Oleh : Kabut Mandalawangi (Saksi Sunyi Semesta)
Alun-alun dipenuhi manusia. Mereka berdiri melingkar, membentuk tembok yang lebih kokoh dari batu, lebih dingin dari baja. Di tengahnya, seorang perempuan berlutut, kedua tangannya terikat. Napasnya tersengal, tubuhnya bergetar, bukan hanya karena ketakutan, tetapi juga karena keletihan yang telah lama bersarang dalam hidupnya.
Dari kerumunan, seseorang berteriak.
“Perempuan ini telah mencemari negeri! Ia harus dihukum sesuai aturan!”
Suara itu disambut sorak sorai. Tangan-tangan mulai menggenggam batu, mata-mata menyala dengan api penghakiman. Mereka yang telah menghapal hukum luar kepala, kini siap menggunakannya sebagai cambuk.
Tetapi anehnya, di antara mereka ada yang semalam mengetuk pintu perempuan itu. Ada yang pernah berbisik mesra di telinganya. Ada yang membayar dengan keping emas, lalu pulang ke rumah dan berbicara tentang moralitas di meja makan.
Namun hari ini, mereka tak lagi mengenalnya.
Hari ini, mereka adalah hakim.
Tangan yang Menunggu untuk Melempar
Di sudut alun-alun, seorang lelaki berjubah berdiri dengan angkuh. Wajahnya teduh, suaranya tenang, tetapi tatapan matanya penuh kebanggaan.
"Batu pertama harus dilempar," katanya. "Hukum tidak bisa dikompromikan."

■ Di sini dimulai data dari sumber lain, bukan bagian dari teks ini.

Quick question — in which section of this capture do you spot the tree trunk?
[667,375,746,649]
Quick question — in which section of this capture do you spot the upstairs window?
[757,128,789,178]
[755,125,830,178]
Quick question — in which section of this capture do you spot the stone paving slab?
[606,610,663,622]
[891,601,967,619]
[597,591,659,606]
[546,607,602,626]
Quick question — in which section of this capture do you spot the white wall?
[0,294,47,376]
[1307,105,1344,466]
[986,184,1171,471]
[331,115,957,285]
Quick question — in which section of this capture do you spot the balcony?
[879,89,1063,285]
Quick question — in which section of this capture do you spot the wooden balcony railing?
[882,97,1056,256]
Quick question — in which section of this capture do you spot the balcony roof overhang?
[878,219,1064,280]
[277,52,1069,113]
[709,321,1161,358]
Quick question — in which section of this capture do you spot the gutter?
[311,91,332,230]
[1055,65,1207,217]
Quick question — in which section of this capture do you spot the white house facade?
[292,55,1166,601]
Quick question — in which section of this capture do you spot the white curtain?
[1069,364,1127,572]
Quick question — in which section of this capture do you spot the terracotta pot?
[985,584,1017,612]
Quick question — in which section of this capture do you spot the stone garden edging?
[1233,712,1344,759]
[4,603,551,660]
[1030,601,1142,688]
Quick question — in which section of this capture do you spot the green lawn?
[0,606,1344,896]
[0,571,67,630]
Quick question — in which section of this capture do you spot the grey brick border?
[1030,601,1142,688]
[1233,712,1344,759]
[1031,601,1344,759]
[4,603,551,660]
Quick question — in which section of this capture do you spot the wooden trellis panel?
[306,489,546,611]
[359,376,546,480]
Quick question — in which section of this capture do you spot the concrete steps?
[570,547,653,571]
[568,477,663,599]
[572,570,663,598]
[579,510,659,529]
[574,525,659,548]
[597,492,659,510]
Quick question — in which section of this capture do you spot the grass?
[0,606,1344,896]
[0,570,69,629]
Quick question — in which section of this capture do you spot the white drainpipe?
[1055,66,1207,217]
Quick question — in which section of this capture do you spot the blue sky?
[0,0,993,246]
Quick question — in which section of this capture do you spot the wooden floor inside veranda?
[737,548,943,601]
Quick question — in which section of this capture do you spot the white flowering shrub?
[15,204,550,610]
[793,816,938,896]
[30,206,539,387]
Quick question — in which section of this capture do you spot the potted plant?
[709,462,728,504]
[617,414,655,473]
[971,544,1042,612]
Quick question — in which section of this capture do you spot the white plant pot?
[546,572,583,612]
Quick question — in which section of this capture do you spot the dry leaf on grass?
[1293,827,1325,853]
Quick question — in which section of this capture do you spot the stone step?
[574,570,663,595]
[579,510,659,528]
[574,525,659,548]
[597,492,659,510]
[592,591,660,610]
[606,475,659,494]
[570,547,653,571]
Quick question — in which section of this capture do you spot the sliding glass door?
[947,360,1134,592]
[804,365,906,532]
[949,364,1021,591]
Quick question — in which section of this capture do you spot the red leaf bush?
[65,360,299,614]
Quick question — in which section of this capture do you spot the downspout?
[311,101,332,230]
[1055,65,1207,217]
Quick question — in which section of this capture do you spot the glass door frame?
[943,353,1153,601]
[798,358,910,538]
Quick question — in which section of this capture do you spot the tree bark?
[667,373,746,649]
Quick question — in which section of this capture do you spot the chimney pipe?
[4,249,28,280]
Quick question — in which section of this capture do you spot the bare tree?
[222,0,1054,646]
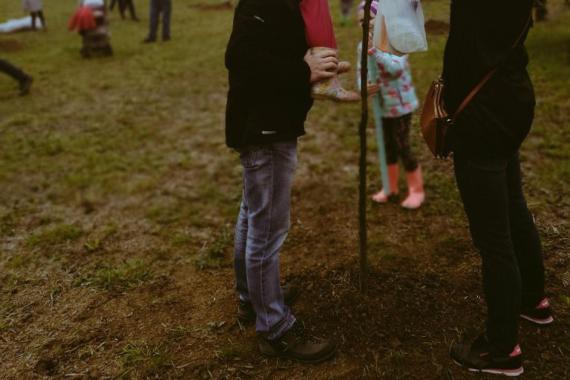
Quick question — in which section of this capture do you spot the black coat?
[443,0,535,158]
[226,0,313,148]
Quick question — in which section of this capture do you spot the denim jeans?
[235,140,297,339]
[454,153,544,352]
[148,0,172,40]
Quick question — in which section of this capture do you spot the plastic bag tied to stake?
[373,0,427,55]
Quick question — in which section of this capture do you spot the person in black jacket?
[109,0,139,21]
[225,0,338,362]
[143,0,172,43]
[443,0,553,376]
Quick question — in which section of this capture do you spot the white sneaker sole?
[520,314,554,326]
[452,359,524,377]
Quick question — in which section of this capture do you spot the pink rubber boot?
[372,164,400,203]
[402,166,426,210]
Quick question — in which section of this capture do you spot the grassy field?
[0,0,570,380]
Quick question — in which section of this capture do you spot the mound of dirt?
[192,0,234,11]
[0,40,24,52]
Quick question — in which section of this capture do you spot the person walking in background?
[340,0,353,25]
[443,0,553,376]
[225,0,338,363]
[356,1,425,210]
[0,59,33,95]
[143,0,172,43]
[22,0,46,30]
[109,0,139,21]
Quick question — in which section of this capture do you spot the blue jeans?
[235,140,297,339]
[148,0,172,40]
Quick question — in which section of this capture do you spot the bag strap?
[453,13,532,118]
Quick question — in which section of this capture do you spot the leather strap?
[453,13,532,119]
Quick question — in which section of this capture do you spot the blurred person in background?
[0,59,33,95]
[143,0,172,43]
[340,0,353,25]
[109,0,139,21]
[356,1,425,210]
[22,0,46,30]
[443,0,553,376]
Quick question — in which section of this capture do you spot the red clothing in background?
[300,0,336,49]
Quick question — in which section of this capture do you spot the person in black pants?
[443,0,553,376]
[0,59,33,95]
[143,0,172,43]
[109,0,139,21]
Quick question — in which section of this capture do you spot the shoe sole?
[520,314,554,326]
[451,359,524,377]
[311,94,360,103]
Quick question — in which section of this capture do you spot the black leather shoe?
[237,284,299,324]
[258,321,336,363]
[449,335,524,377]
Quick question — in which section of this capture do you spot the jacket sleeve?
[474,0,532,75]
[226,0,311,88]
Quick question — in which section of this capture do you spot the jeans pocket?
[239,146,270,169]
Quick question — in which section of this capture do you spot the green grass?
[0,0,570,379]
[79,260,152,291]
[26,224,83,248]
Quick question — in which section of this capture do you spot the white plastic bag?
[374,0,427,55]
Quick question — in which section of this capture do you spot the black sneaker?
[258,321,336,363]
[237,284,299,324]
[20,75,34,96]
[520,298,554,326]
[449,335,524,377]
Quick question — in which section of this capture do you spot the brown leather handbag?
[420,15,532,159]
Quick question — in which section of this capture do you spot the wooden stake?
[358,0,372,293]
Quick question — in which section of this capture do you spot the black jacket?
[443,0,535,158]
[226,0,313,148]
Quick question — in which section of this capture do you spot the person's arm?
[368,48,406,77]
[226,0,311,88]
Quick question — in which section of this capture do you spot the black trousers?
[454,153,544,353]
[0,59,28,82]
[534,0,548,21]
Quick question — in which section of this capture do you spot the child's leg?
[394,114,418,173]
[30,12,37,30]
[37,11,46,29]
[372,118,400,203]
[395,114,425,209]
[300,0,337,49]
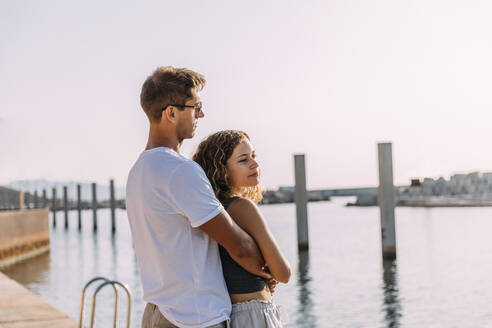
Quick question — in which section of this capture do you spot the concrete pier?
[0,273,78,328]
[0,209,50,268]
[378,143,396,260]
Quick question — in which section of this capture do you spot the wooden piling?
[109,179,116,233]
[63,186,68,229]
[92,182,97,232]
[378,143,396,260]
[294,154,309,250]
[77,184,82,230]
[51,188,56,228]
[41,189,48,208]
[33,190,39,208]
[19,190,24,210]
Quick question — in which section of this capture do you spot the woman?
[193,130,290,328]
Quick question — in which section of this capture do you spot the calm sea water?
[4,199,492,328]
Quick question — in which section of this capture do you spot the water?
[4,199,492,328]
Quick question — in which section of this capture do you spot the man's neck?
[145,129,183,153]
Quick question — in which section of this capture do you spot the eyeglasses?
[162,101,202,112]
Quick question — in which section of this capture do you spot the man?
[126,67,271,328]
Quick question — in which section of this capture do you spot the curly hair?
[193,130,263,203]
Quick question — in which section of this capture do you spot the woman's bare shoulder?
[227,197,258,213]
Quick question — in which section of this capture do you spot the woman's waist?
[229,286,272,304]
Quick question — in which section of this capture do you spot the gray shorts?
[142,303,230,328]
[231,300,283,328]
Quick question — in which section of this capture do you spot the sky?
[0,0,492,189]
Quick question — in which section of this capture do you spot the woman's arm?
[227,198,290,283]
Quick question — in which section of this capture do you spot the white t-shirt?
[126,147,231,328]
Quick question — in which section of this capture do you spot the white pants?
[231,300,283,328]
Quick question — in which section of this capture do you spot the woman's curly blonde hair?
[193,130,263,203]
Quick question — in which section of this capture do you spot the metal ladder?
[79,277,131,328]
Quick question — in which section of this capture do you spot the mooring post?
[51,188,56,227]
[19,190,24,211]
[109,179,116,233]
[378,142,396,260]
[34,190,39,208]
[92,182,97,232]
[294,154,309,250]
[42,189,48,208]
[77,184,82,230]
[63,186,68,229]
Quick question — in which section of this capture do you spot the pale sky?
[0,0,492,189]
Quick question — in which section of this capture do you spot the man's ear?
[162,106,177,123]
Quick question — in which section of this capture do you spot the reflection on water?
[296,250,316,327]
[383,260,401,328]
[2,252,50,288]
[0,201,492,328]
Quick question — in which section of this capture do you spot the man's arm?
[200,211,272,279]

Seorang pria lain mengangguk setuju. Ia seorang saudagar kaya, dermawan di siang hari, penindas di malam hari. Di sebelahnya, seorang pejabat tinggi tersenyum tipis, ia paham aturan lebih baik dari siapa pun, dan ia juga tahu cara menghindarinya.

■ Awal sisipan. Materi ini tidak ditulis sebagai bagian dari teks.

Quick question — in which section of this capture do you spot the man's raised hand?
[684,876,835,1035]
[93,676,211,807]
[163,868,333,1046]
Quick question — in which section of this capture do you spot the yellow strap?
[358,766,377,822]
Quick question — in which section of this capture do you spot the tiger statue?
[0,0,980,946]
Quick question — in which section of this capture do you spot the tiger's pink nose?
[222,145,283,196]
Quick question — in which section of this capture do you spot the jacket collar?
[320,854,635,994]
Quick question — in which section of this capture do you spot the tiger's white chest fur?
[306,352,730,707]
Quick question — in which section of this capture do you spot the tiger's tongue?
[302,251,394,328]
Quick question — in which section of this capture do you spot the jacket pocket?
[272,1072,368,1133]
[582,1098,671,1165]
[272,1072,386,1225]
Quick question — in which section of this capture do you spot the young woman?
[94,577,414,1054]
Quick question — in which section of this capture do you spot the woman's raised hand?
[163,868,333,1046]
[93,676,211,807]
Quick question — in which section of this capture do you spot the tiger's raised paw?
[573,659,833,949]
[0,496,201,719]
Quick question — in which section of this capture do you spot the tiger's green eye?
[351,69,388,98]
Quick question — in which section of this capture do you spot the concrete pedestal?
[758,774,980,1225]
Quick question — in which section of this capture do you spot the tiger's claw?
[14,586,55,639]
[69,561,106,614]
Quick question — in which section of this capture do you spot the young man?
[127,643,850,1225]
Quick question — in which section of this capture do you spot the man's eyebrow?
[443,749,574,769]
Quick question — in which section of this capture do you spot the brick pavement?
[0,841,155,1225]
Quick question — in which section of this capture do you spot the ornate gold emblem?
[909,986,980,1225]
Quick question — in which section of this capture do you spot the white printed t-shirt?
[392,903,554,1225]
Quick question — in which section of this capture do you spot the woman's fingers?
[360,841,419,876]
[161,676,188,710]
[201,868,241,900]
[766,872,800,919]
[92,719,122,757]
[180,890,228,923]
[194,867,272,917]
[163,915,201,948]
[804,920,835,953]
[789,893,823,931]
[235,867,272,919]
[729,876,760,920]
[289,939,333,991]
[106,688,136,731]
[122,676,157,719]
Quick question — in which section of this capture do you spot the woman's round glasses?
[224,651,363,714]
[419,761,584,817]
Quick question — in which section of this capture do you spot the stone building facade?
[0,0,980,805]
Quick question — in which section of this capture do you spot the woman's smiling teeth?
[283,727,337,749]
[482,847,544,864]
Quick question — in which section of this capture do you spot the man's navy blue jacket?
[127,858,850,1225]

Dan di belakang mereka, berdiri rakyat jelata, yang percaya bahwa satu-satunya cara menutupi dosa mereka adalah dengan menghukum dosa orang lain.
Batu di tangan mereka semakin erat.
Tetapi sebelum ada yang melempar, seseorang melangkah ke tengah.
Lelaki itu bukan siapa-siapa. Ia bukan hakim, bukan pejabat, bukan penguasa. Tetapi saat ia berbicara, semua suara mendadak menghilang.
“Barang siapa di antara kalian yang tak pernah melanggar, silakan melempar batu pertama.”
Saat Batu Tak Lagi Terangkat
Hening.
Sorak sorai menguap. Jari-jari yang semula mencengkeram batu, kini mulai melonggar. Mata yang tadi menatap tajam, kini mencari arah lain untuk bersembunyi.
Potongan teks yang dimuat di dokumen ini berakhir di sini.